Again, panel wants county to ask that Adena Springs permit be denied
Published: Thursday, May 16, 2013 at 6:55 p.m.
Last Modified: Thursday, May 16, 2013 at 6:55 p.m.
For the second time in as many years, Alachua County's Environmental Protection Advisory Committee has recommended that the County Commission ask the St. Johns River Water Management District to reject Adena Springs Ranch's controversial request to use an average of 5.3 million gallons of water daily for its cattle operation in Marion County.
The County Commission may not follow the recommendation, but EPAC's request has spurred a discussion on whether the county should establish a policy for weighing in on consumptive use permits.
Billionaire Frank Stronach is developing the project, which comprises more than 25,000 acres. He owns approximately 30,000 acres in Marion County, as well as more than 30,000 acres in Levy County.
The permit application has drawn opposition from environmentalists and local residents over concerns that its sizable water withdrawals could negatively impact nearby Silver Springs and the aquifer.

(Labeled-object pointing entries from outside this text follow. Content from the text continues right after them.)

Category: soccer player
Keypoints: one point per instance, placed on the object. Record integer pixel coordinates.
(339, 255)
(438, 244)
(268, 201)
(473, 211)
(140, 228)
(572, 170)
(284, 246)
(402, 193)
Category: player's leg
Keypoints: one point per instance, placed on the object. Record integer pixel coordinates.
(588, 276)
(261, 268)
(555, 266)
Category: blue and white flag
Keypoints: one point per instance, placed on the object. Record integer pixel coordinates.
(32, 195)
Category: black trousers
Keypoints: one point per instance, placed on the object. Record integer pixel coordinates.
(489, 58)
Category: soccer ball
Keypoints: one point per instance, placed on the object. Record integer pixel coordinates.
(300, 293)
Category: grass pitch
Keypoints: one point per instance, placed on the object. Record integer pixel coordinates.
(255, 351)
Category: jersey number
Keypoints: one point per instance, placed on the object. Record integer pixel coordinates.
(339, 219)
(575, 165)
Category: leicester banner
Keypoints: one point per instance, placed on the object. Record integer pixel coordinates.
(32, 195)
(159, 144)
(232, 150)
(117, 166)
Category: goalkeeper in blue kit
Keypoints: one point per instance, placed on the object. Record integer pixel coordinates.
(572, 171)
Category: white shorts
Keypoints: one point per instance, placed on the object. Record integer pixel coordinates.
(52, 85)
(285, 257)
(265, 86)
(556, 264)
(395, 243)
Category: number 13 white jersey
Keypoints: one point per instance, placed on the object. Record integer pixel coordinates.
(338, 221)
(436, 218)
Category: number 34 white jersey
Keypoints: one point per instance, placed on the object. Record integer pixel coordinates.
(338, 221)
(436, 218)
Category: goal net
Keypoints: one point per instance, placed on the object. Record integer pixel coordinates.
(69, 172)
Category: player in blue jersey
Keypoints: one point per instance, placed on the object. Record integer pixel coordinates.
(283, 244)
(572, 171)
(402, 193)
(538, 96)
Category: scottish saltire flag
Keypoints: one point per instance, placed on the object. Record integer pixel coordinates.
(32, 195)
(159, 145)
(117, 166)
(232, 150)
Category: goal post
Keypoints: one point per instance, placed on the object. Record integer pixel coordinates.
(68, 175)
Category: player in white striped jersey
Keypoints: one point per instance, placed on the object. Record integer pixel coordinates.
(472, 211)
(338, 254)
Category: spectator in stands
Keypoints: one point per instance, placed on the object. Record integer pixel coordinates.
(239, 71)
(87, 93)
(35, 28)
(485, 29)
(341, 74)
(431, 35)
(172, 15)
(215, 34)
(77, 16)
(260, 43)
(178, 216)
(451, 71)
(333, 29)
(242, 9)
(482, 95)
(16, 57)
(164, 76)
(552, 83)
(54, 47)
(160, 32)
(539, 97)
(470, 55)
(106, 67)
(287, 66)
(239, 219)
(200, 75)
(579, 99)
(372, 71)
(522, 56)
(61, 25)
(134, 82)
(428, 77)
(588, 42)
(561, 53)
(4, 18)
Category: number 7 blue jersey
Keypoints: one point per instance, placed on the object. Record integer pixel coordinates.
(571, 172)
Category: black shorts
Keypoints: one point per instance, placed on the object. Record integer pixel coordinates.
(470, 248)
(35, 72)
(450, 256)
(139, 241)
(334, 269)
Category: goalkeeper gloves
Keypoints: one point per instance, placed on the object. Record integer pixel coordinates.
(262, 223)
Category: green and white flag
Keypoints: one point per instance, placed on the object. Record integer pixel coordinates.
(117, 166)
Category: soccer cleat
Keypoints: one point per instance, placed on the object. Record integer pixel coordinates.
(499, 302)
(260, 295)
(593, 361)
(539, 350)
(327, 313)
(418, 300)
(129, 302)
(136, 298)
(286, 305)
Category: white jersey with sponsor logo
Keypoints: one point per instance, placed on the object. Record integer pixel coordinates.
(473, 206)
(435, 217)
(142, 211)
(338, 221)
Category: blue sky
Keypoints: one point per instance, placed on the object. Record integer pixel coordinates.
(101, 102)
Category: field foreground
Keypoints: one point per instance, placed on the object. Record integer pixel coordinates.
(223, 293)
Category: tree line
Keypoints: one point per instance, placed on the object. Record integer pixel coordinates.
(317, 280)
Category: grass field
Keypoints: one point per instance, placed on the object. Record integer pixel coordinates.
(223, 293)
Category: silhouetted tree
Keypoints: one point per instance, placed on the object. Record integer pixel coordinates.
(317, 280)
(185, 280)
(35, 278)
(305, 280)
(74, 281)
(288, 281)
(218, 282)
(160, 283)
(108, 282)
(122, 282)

EPAC Chairman Bob Palmer sent a letter to the County Commission earlier this month recommending it encourage the SJRWMD to deny the pending Adena Springs permit due to concerns about the possible degree of its depletion of the county's groundwater resources and the potential nutrient pollution the cattle operation could cause.
In May 2012, EPAC made the same request. But, as Palmer's letter pointed out, the commission didn't follow that recommendation. In the year that passed between the committee's letters, Adena Springs lowered its request from use of up to 13.3 million gallons per day to 5.3 million gallons a day.

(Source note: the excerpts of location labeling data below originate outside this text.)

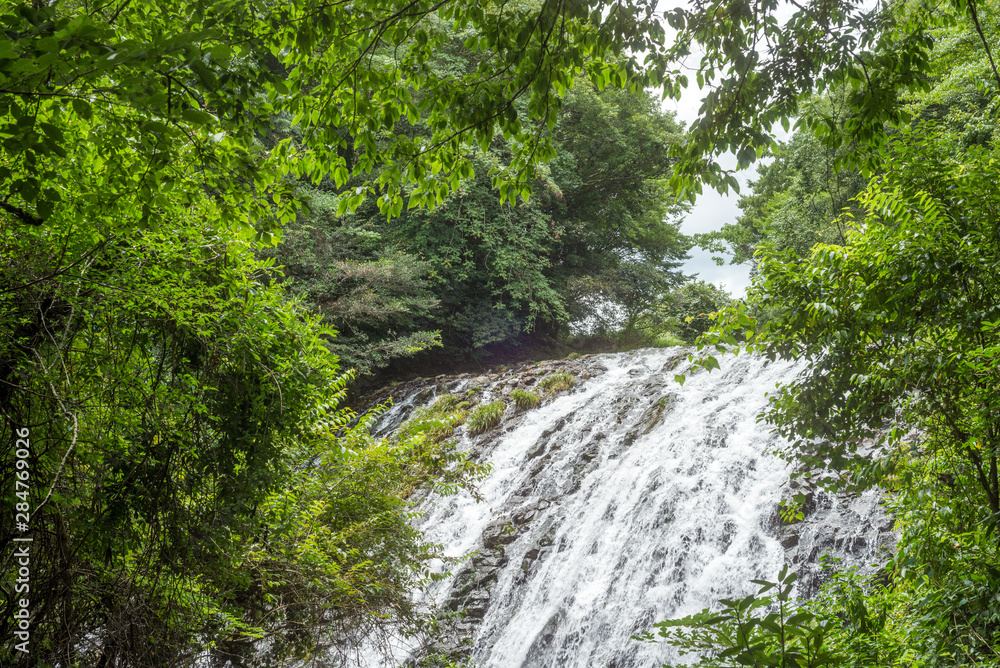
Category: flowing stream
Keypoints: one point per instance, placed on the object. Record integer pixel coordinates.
(627, 500)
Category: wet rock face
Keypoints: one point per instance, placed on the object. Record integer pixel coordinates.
(690, 484)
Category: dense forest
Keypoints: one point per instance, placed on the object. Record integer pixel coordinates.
(218, 215)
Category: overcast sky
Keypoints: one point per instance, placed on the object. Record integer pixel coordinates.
(712, 210)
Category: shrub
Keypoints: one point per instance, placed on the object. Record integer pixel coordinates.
(557, 382)
(485, 416)
(524, 399)
(438, 421)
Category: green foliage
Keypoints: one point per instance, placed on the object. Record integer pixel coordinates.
(525, 400)
(797, 201)
(755, 630)
(438, 421)
(687, 310)
(484, 417)
(600, 229)
(559, 381)
(376, 296)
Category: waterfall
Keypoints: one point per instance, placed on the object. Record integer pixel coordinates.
(628, 500)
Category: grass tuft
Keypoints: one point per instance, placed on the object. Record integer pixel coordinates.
(525, 400)
(484, 417)
(557, 382)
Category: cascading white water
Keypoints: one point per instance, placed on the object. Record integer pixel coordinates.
(627, 501)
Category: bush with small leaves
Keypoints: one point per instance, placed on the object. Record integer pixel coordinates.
(524, 399)
(485, 417)
(438, 421)
(557, 382)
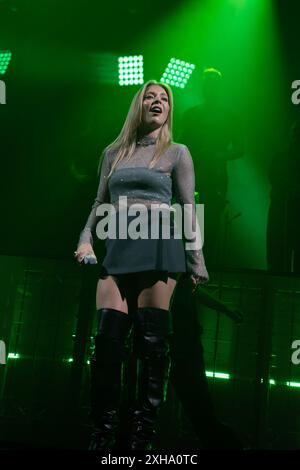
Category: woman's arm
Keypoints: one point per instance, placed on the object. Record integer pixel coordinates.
(86, 235)
(184, 185)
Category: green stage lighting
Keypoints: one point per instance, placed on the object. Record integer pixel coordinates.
(217, 375)
(5, 57)
(131, 70)
(177, 73)
(13, 356)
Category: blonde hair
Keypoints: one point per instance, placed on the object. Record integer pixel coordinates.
(125, 143)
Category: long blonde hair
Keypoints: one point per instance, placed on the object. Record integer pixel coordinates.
(125, 143)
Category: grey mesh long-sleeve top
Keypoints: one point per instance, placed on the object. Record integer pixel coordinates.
(171, 177)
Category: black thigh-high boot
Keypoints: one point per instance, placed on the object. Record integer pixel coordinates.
(153, 329)
(106, 376)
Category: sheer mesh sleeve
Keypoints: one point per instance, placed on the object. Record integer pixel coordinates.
(86, 235)
(184, 186)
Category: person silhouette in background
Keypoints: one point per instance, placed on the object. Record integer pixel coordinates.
(283, 231)
(214, 136)
(213, 133)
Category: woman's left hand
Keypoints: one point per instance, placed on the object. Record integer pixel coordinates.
(196, 280)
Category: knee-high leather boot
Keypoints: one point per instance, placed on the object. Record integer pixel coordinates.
(106, 376)
(153, 328)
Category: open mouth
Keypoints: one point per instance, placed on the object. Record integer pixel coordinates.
(156, 110)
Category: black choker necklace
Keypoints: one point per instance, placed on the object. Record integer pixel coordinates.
(146, 140)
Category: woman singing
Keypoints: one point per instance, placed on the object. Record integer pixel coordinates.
(138, 275)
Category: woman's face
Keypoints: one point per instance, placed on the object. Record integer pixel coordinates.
(156, 107)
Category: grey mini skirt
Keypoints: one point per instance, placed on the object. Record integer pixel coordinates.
(144, 254)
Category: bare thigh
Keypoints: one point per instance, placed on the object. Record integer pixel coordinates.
(155, 290)
(109, 294)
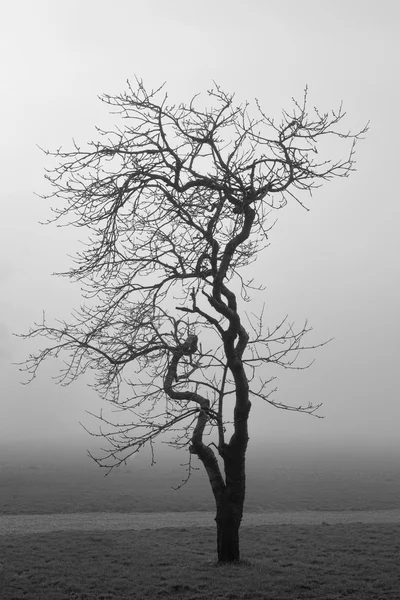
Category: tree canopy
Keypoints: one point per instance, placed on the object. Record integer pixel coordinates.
(175, 204)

According to Palmer's May 2013 letter, the advisory committee met with Adena Springs representatives in March at its monthly meeting, but their presentation didn't assuage members' concerns.
"We came in skeptical and I think we left equally as skeptical about the wisdom of this permit," Palmer said.
Adena representatives said the ranch's water withdrawals wouldn't have a big impact on local water levels, but EPAC believes it could have a greater effect, he said. Members are also concerned about possible nutrient pollution due to the fertilizer used on Adena Springs' pastures and its cattle. Palmer said ranch representatives maintain the nitrogen wouldn't get into the water, but he thinks that's too optimistic.
"We believe that these assertions are based on simplistic hydrological modeling and dubious assumptions about nearly perfect uptake of nutrients by pasture crops," Palmer's letter stated.
The letter cited concerns about the operation's potential impact on the county's groundwater resources, which are already being depleted due to over-pumping of the aquifer, as well as to bodies of water like Orange Lake.
Palmer emphasized the need for the County Commission to weigh in on cases like this because water is a huge local issue.
He admitted the commission's policy options may be limited, but said every bit of "political muscle" it can provide in situations like this would be helpful.
Commissioner Mike Byerly said he wants to develop a policy that is rational in the way the county handles these situations so the county doesn't single out individual users unfairly.
"It is important to recognize that we are all part of the water-use problem," he said, and the focus should be on avoiding "unnecessary or wasteful consumption." After all, 10 or 15 small permits can add up to one large permit like Adena Springs' request.
"I think it's a real problem that affects Alachua County residents directly and we ought to consider it," Byerly said. "But we ought to do it in a thoughtful way and a fair way, and that means considering the entire issues and deciding what kind of policy we're going to have on consumptive use permits in general..."
It's too early in the discussion to predict what kind of policy the county might adopt, but Byerly suggested one option might be to set a threshold size or trigger amount on a pending permit that prompts the commission to contact the water management district with its concerns.
The county may devise a policy in time to weigh in on the Adena Springs permit. Even if it doesn't, Byerly said the county would move forward with developing a policy for future cases.
The Sun made a request for comment from an Adena Springs representative but that person did respond in time for deadline.